The keys could even be pre generated whenever cycles aren't used to
speed up the process (this is most probably a better solution). We
would then have machines that can generate identical OTP keys given a
synchronization cue based on an initial machine state.
That's not a OTP. Shannon's proof of security of the OTP does not
apply to your proposal. You've got a stream cipher, at best.
This makes me wonder now that I'm thinking about OTP again. I'm sure
work has been done on it already, but what about using keys that are
larger than the text to encrypt?
Since it is easier in practice to use pseudo random data than to
generate random data which is then distributed as appropriate, would
encrypting messages à la OTP with 'pseudo random data' using a key
greater than the message make any sense to increase security, given
that the data be scrambled evenly across and maybe padded with
additional bogus data all the way up to the lenght of the key (maybe by
using the bogus data to determine how the plain text message should be
distributed amongst the bogus data)?
This process is akin to steganography except the message is known to be
encrypted amongst a sea of junk.
I'm thinking pseudo generated key and bogus data:
Bogus Data: POQ9YDK3REEVJHHHZ8LE
H position 1 in bogus data
E position 15 in bogus data
L position 14 in bogus data
L position 9 in bogus data
O position 4 in bogus data
Bogus Data + Text: HOQOYDK3LEEVJLEHZ8LE
Encryption by XORing Key to Bogus Data + Text
How cryptographically strong is such a scheme (it would of course
depend on the pseudo random data generation)?

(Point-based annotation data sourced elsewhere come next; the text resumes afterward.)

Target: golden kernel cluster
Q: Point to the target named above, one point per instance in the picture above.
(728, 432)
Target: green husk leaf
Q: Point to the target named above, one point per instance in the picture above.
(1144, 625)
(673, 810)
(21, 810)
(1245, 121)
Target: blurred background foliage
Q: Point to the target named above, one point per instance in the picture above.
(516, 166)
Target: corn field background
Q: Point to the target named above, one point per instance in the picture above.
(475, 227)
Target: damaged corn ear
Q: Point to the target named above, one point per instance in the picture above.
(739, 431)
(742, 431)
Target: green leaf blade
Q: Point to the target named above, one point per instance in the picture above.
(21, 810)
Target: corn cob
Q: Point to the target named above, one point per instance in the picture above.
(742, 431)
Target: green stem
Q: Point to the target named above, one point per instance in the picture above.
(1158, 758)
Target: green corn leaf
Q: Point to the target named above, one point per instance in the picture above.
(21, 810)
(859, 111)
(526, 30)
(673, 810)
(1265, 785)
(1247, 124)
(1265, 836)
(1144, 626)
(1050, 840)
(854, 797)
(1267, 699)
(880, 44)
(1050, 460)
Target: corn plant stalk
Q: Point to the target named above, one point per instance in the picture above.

BOB has a virtual machine with a certain rotor settings and generated a
pseudo random key and pseudo random bogus data.
ALICE also has a virtual machine with the same rotor settings which
means she can generate the same two pseudo random key and bogus data.
So she has all the information she needs to decrypt the message and
All of this of course, depends on the initial rotor states being
unknown to the attackers. Would it matter If the algorithm was known?,
I'm not certain it would, but do you think it would it be 'easy' to
derive the properties of pseudo random data generation to try and
extrapolate the initial rotor position?